He said he was NOT a member. Then he said there was new "ownership" and asked if any of them were there. When no one responded he said something like "that says it all." Then he said something like " an organization that represents less than 20% of the industry is clearly ineffective and not worth being a member of."
I wish I had the exact words, but next he said something like he "knew of nothing of value from PPFA."
Coming from a top-dog industry leader, comments like that seem unnecessarily brutal to those of us who work hard to keep PPFA going and provide benefits, such as this forum, the CPF and MCPF programs, the competition program, the Guidelines books, and more. These things may have considerable value to some framers, but perhaps not to the majority of framers and certainly not to Mr. Goltz.

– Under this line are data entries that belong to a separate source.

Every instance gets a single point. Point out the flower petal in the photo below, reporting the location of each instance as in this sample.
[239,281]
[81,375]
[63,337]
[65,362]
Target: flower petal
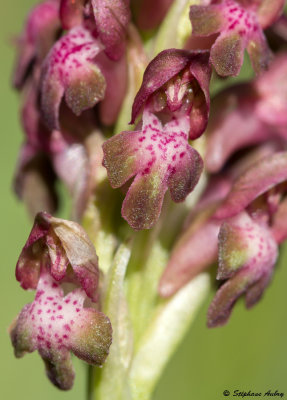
[160,70]
[56,243]
[55,325]
[142,205]
[69,69]
[227,54]
[160,157]
[200,69]
[272,88]
[269,11]
[71,13]
[259,52]
[206,20]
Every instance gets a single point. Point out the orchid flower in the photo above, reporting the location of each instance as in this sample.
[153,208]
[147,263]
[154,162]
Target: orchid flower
[239,25]
[111,20]
[159,153]
[56,325]
[111,295]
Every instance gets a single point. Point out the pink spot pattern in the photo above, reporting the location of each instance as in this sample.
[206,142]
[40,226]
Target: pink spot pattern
[50,316]
[161,146]
[239,19]
[69,64]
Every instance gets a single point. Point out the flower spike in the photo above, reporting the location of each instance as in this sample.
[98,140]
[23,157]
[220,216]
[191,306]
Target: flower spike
[161,158]
[238,25]
[69,70]
[65,249]
[56,325]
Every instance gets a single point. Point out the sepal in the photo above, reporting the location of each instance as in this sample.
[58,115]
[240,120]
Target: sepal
[64,248]
[70,70]
[56,325]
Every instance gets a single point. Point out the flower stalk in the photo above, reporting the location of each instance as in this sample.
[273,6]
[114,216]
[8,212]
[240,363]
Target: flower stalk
[117,107]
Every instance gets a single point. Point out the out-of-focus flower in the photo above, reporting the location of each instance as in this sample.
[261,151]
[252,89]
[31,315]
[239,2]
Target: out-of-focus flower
[111,20]
[70,70]
[41,30]
[56,325]
[34,181]
[249,236]
[248,114]
[202,228]
[175,99]
[149,14]
[239,25]
[64,249]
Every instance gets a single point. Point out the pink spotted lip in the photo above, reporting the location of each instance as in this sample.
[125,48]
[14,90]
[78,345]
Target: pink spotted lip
[238,19]
[161,145]
[52,316]
[70,70]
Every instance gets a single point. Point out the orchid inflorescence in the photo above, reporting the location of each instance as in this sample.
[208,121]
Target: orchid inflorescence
[84,69]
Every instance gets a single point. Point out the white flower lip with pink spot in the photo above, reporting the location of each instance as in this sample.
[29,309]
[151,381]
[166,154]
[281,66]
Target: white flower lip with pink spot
[56,325]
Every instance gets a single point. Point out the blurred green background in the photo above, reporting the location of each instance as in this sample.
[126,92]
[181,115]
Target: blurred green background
[248,354]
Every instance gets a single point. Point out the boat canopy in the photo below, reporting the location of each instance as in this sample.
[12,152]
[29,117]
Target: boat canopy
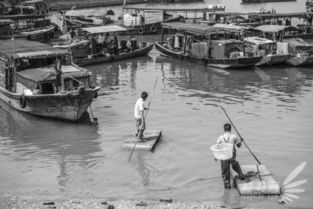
[258,41]
[29,49]
[197,29]
[35,75]
[231,27]
[275,28]
[104,29]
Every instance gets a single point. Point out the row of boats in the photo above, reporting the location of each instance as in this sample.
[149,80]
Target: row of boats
[48,80]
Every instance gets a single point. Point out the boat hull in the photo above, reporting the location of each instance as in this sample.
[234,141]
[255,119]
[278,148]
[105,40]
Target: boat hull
[273,60]
[70,106]
[121,56]
[300,61]
[240,62]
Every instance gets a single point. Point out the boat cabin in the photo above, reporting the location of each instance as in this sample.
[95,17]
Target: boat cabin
[203,41]
[277,32]
[298,47]
[260,46]
[103,40]
[31,66]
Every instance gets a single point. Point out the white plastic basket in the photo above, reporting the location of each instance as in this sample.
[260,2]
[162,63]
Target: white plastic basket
[223,151]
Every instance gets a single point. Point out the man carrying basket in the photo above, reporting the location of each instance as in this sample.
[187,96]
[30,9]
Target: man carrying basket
[231,138]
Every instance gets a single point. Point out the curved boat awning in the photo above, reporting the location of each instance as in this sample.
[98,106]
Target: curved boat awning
[196,29]
[275,28]
[104,29]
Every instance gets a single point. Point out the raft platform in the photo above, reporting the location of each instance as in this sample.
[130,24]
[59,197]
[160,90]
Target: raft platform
[259,181]
[149,142]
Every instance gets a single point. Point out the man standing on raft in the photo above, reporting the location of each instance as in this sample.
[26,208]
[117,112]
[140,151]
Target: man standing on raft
[228,137]
[139,114]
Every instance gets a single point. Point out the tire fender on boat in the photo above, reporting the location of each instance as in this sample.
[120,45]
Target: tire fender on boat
[153,29]
[140,31]
[22,101]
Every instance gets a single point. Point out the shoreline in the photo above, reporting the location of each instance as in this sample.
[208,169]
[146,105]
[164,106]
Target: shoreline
[8,201]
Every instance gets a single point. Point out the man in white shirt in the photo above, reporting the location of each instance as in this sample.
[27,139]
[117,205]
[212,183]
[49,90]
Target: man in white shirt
[140,115]
[228,137]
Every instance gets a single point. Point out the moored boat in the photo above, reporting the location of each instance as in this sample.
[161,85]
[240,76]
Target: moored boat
[206,45]
[301,52]
[31,27]
[30,83]
[100,44]
[267,49]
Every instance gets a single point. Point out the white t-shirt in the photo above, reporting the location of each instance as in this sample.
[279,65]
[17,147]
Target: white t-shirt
[228,137]
[139,107]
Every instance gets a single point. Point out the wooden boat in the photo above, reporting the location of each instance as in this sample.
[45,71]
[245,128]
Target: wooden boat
[259,181]
[85,21]
[29,81]
[35,27]
[206,45]
[263,1]
[149,142]
[100,50]
[301,52]
[267,49]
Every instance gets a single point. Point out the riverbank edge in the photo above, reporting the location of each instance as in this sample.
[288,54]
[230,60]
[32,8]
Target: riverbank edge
[9,201]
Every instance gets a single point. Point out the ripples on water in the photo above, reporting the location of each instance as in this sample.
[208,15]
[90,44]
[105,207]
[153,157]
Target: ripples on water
[272,108]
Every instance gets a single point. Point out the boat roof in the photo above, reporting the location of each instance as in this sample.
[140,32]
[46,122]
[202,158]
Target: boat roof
[198,29]
[48,73]
[275,28]
[104,29]
[22,48]
[258,40]
[172,8]
[231,26]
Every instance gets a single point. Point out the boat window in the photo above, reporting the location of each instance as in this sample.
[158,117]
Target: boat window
[47,88]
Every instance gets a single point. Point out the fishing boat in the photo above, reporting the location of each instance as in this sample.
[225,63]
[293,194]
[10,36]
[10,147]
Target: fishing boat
[263,1]
[205,45]
[301,52]
[100,44]
[29,82]
[31,27]
[267,49]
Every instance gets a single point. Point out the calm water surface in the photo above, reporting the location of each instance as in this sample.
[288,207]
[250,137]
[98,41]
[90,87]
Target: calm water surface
[272,108]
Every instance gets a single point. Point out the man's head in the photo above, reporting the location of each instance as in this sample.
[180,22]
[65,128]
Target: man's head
[144,95]
[227,127]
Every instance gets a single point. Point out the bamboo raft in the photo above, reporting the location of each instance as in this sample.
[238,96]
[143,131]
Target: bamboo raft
[149,142]
[259,181]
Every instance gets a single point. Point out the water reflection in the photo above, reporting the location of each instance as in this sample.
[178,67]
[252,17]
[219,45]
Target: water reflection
[235,85]
[71,146]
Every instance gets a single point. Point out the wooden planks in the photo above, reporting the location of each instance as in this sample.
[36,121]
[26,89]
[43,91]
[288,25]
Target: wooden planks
[150,140]
[263,184]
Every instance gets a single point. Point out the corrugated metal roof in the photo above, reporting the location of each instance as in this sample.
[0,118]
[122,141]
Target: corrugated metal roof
[258,40]
[23,48]
[274,28]
[198,29]
[104,29]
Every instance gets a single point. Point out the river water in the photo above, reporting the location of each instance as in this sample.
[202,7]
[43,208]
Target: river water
[271,108]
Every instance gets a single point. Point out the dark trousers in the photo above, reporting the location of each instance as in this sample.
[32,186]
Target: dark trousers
[225,165]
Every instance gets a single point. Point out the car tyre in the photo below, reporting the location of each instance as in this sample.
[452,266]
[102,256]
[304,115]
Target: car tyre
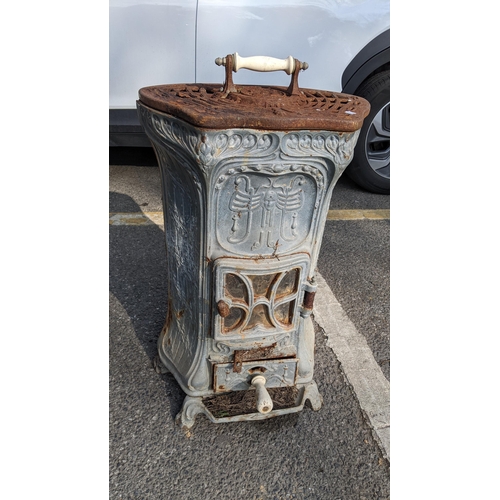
[370,167]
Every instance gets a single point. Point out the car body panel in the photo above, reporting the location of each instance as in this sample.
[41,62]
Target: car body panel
[154,42]
[150,43]
[326,34]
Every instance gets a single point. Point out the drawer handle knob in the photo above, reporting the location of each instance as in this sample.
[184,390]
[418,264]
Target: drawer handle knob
[264,401]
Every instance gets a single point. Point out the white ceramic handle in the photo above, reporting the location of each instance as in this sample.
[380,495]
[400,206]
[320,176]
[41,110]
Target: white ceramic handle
[262,63]
[264,401]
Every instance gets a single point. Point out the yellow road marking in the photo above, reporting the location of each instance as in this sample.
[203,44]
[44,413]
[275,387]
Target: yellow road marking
[358,214]
[156,218]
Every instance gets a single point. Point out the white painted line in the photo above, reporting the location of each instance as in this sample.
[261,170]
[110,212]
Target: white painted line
[357,362]
[350,347]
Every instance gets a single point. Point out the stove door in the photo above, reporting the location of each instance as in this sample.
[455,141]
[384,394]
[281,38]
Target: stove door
[258,298]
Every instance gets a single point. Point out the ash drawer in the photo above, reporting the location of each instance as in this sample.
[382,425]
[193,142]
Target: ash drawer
[278,373]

Jay Goltz's remarks surely alienated a small (
very small) percentage of the framers in the room, but the majority surely agreed with him. His negative opinion of PPFA is popular and - let's be honest - at least partially correct. PPFA should have been represented there, even if by only a conspicuous table or two of enthusiastic members, and a spokesperson should have been ready to stand up for PPFA at any opportunity in that open forum. In the bigger picture, our industry's only trade association has never reached "critical mass" of membership in all its years; PPFA has not managed to attract a majority, or even a large minority, of framers at any time. We can be angry with Jay Goltz for his slap-in-the-face commentary, but it would be difficult to fault his logic.
PPFA is like a small lifeboat in a big ocean. The association has helped a lot of framers over the years. Faithful members have been rowing against the tide since the beginning, and at times frantically bailing to stay afloat. Jay Goltz's negative remarks represent one more surge of angry surf to swamp this leaky little boat. It's "sink or swim" time again, my friends. Who will rescue PPFA this time?